La même loi a dessaisi l'Inspection générale de la responsabilité de la rédaction des programmes, et a créé un Conseil National des Programmes inapte à ce travail (le Haut Conseil de l'Éducation, instauré en 2005 n'ayant pas encore eu le temps de faire ses preuves). Par conséquent la tâche de la rédaction des programmes a été et reste confiée à des « Groupes d'Experts ». Aux programmes antérieurs beaucoup plus sobres consistant en des listes de notions, ou de concepts ou de sujets, ont succédé des programmes très détaillés et structurés. Des « documents d'accompagnement » tatillons ont reçu valeur officielle et se sont mis à régenter, dans toutes les disciplines, savoirs, contenus, méthodes d'apprentissage. Conçus pour évincer l'initiation explicite et systématique au profit de l' « approche » ou des « attitudes de recherche », ces nouveaux programmes et leurs compléments ont été, dans toutes les disciplines, désavoués et dénoncés par la foule des professeurs qui refusaient de s'accommoder d'un aussi « incroyable renoncement au savoir », comme le prouve notamment l'ouvrage Les programmes scolaires au piquet, dû à un groupe d' « enseignants en colère » (paru en 2006 chez Textuel). En lettres, l'obligation d'organiser en « séquences » la présentation du programme, ainsi que le décloisonnement, empêchent l'étude systématique de lagrammaire. Publié en 2007 aux Éditions de Fallois, le livre de Michel Leroux, De l’élève à l'apprenant et autres pamphlets, dénonce avec une remarquable clarté les principes et les procédés de « la destruction programmée de l'enseignement des lettres ».
L'article quarante-huit
Les quelques remarques qui précèdent ne prétendent évidemment pas à l'exhaustivité.

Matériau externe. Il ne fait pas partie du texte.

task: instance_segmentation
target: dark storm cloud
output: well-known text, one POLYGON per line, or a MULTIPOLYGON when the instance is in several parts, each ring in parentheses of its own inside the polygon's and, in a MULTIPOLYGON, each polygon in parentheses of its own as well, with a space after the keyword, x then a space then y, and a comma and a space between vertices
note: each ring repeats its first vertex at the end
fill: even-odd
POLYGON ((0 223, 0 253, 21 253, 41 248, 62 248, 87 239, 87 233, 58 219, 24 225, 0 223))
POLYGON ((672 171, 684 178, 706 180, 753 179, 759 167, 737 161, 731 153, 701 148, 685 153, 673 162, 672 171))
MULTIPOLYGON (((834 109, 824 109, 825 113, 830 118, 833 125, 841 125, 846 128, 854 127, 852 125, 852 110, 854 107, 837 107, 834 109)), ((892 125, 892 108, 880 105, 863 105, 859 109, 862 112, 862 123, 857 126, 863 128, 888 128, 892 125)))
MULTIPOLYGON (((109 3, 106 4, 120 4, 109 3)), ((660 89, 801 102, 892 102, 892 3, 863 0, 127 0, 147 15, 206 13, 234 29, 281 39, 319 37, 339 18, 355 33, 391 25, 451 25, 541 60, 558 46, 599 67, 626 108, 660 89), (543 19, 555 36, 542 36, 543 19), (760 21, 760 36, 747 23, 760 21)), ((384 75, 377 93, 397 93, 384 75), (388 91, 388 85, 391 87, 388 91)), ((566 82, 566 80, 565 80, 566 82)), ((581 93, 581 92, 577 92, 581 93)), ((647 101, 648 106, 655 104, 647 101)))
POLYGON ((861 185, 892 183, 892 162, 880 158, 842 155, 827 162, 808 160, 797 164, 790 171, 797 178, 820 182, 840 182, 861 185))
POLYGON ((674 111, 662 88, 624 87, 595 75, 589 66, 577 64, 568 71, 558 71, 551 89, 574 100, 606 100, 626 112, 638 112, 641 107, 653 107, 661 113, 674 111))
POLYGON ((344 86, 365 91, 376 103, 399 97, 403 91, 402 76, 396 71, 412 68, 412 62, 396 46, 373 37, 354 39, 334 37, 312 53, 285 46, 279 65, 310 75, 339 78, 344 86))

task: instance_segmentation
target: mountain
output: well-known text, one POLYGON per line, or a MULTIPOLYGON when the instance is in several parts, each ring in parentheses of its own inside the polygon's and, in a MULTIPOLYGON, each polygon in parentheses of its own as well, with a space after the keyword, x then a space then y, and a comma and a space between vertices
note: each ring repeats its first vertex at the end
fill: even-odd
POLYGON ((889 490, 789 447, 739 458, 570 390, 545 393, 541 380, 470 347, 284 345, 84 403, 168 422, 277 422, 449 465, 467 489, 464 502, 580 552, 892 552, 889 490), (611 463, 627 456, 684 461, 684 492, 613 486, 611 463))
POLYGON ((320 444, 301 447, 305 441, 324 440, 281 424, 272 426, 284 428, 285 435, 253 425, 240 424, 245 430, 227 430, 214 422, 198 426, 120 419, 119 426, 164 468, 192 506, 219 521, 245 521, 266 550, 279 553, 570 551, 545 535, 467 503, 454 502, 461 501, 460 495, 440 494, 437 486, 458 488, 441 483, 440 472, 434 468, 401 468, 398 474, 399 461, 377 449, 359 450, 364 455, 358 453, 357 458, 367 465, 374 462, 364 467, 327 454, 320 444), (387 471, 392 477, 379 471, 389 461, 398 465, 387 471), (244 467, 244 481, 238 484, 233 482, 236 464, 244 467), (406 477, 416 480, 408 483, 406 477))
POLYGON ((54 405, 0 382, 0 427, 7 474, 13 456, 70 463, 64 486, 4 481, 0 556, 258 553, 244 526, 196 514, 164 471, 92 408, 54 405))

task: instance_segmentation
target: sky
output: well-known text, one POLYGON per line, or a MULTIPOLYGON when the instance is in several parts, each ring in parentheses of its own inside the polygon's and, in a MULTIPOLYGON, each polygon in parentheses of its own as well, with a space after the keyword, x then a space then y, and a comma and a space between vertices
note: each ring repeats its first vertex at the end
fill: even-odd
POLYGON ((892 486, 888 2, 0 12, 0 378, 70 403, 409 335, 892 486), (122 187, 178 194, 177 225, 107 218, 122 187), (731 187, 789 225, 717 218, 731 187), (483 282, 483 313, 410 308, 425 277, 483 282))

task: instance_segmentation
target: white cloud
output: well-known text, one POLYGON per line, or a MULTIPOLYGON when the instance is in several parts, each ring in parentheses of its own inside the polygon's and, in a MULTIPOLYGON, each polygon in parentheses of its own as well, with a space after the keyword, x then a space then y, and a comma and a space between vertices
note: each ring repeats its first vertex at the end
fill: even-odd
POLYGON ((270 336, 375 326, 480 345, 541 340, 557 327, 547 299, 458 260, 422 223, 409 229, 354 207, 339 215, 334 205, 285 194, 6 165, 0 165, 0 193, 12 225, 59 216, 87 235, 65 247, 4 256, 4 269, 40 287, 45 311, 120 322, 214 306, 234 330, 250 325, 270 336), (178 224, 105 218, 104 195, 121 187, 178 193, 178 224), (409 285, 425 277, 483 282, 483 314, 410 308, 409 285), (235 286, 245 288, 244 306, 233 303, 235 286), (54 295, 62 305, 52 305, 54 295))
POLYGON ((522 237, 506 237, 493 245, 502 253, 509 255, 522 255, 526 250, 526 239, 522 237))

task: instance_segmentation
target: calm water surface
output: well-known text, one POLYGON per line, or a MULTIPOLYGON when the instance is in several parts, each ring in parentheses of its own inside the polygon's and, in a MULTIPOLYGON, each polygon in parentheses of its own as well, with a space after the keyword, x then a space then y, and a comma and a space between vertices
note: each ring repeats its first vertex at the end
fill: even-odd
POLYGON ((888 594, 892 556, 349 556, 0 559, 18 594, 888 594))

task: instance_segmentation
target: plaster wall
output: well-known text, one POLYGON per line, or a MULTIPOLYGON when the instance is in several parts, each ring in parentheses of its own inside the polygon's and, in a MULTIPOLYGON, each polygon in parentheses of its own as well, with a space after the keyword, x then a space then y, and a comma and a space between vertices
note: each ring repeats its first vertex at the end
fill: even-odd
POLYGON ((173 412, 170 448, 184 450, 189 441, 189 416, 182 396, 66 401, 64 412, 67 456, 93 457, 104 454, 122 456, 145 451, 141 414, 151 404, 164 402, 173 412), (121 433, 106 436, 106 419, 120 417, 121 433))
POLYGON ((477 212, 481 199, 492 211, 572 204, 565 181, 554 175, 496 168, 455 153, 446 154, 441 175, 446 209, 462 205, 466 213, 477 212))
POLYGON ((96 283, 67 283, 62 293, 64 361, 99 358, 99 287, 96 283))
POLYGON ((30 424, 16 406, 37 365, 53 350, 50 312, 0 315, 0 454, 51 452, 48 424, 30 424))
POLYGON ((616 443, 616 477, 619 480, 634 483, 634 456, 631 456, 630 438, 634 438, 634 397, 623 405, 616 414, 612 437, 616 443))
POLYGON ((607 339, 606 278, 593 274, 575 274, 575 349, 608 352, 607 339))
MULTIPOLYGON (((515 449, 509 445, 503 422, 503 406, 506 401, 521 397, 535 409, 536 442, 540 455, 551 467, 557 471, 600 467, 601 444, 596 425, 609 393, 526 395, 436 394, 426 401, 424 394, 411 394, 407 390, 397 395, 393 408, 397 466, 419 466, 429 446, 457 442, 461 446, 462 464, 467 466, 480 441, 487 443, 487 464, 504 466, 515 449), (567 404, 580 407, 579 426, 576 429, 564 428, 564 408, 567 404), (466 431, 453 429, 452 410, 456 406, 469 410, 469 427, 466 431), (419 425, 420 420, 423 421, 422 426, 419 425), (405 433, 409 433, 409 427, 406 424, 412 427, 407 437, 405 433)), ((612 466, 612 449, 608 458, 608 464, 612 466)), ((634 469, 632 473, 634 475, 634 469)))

Elles tâchent simplement d'indiquer pourquoi l'article 48 de la loi de 2005 ne suffira pas, tant s'en faut, à rétablir un enseignement digne de ce nom;
Il faut, pour s'expliquer de cette conclusion, se reporter au texte même de l'article:
« Art.L.912-1-1-La liberté pédagogique de l'enseignant s'exerce dans le respect des programmes et des instructions du ministre chargé de l'éducation nationale et dans le cadre du projet d'école et d'établissement avec le conseil et sous le contrôle des membres des corps d'inspection.
Le conseil pédagogique prévu à l'article L.421-5 ne peut porter atteinte à cette liberté
».
Il faut que les professeurs redeviennent libres de transmettre les connaissances correspondant à des programmes nationaux correctement rédigés.
Il faut donc continuer, avec le Haut Conseil de l'Éducation, à améliorer la procédure d'élaboration des programmes, restaurer la responsabilité de l'Inspection générale dans le travail de rédaction, examiner les problèmes que pose la constitution de « Groupes d'Experts ».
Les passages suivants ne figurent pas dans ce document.